SubTrack++ : Gradient Subspace Tracking for Scalable LLM Training
This work addresses the need for democratizing LLMs by improving scalability for researchers and practitioners, though it appears incremental as it builds on prior subspace tracking methods.
The paper tackles the problem of resource-intensive training of large language models (LLMs) by proposing SubTrack++, which reduces pre-training wall-time by up to 65% and fine-tuning time by 36% compared to existing methods while maintaining the same memory footprint.
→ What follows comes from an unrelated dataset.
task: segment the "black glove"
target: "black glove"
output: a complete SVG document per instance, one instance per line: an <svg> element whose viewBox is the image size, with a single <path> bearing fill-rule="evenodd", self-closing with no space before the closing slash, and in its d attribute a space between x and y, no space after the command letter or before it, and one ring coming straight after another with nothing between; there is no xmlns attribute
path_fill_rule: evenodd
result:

Training large language models (LLMs) is highly resource-intensive due to their massive number of parameters and the overhead of optimizer states. While recent work has aimed to reduce memory consumption, such efforts often entail trade-offs among memory efficiency, training time, and model performance. Yet, true democratization of LLMs requires simultaneous progress across all three dimensions. To this end, we propose SubTrack++ that leverages Grassmannian gradient subspace tracking combined with projection-aware optimizers, enabling Adam's internal statistics to adapt to subspace changes. Additionally, employing recovery scaling, a technique that restores information lost through low-rank projections, further enhances model performance. Our method demonstrates SOTA convergence by exploiting Grassmannian geometry, reducing pre-training wall-time by up to 65% and fine-tuning time by 36% compared to existing SOTA methods, while maintaining the same memory footprint.